Marina Gordon was born on December 11, 1917 in Minsk, Belarus. At the age of 16, she was accepted into the vocal studio of the Minsk Opera House. Thereafter, she continued studies at the Minsk Conservatory. In 1940 she was granted the option to continue her vocal training at the Glazunov College of Theatre and Music in Moscow, where she graduated from in 1946.Meanwhile, she was accepted as a soloist to the USSR State Pop Orchestra. During the World War II she got enlisted first into the militia, than drafted into the Soviet Army to perform in military arts ensembles for Soviet troops. After the WWII she was a soloist of the Moscow Variety Shows Enterprise. Upon retiring, she immigrated to the US in 1977. Gordon died on December 13, 2013 in New York.

Repertoire and recordings

Marina Gordon was performing mostly contemporaneous Russian and Belorussian songs, premiering many works by once highly celebrated Soviet composers like Isaac Dunayevsky, Yuri Milyutin, the Pokrass Brothers.

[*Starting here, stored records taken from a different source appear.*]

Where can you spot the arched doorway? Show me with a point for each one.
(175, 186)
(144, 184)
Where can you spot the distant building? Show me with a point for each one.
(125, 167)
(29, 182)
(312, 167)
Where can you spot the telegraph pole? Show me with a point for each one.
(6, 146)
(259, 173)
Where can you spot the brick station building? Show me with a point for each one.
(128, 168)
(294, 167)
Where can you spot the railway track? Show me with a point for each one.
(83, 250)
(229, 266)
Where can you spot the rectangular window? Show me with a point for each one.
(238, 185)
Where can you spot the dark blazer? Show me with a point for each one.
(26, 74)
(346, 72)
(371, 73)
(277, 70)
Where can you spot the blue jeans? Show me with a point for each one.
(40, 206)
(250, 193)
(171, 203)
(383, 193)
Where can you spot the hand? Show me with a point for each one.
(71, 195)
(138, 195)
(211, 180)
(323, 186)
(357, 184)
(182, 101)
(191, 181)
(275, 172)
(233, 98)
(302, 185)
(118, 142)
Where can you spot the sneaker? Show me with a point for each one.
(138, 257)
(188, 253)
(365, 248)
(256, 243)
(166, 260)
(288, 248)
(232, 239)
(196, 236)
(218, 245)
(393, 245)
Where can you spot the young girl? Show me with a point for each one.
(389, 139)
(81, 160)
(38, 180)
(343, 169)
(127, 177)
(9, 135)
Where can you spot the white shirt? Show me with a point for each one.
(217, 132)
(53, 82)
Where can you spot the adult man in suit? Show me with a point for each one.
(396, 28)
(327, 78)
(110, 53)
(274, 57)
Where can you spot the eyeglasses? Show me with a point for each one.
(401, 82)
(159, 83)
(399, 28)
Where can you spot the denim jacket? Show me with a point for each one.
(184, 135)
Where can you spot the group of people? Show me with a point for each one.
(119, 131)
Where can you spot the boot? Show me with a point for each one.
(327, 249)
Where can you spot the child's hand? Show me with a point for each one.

In 1956 she participated in a Jewish concert, the first to be allowed by Soviet authorities since the infamous "Night of the Murdered Poets". Marina Gordon performed a selection of songs composed to verses by contemporaneous Yiddish poets lived in the USSR. Since then she championed a similar repertoire created by composers Lev Pulver, Lev Yampolsky, Samuel Polonsky, Rebecka Boyarska, Samuel Senderey and others. She was giving solo performances and was participating in concerts featuring music, poetry and drama by Yiddish actors Leah and Joseph Kolins. She made numerous recordings of contemporary Jewish songs. Her last two Albums were recorded in collaboration with concertmaster – pianist David Ashkenazi (the father of the legendary Vladimir Ashkenazi) and the Soviet State Broadcast Pop Orchestra under direction of Vladimir Terletsky.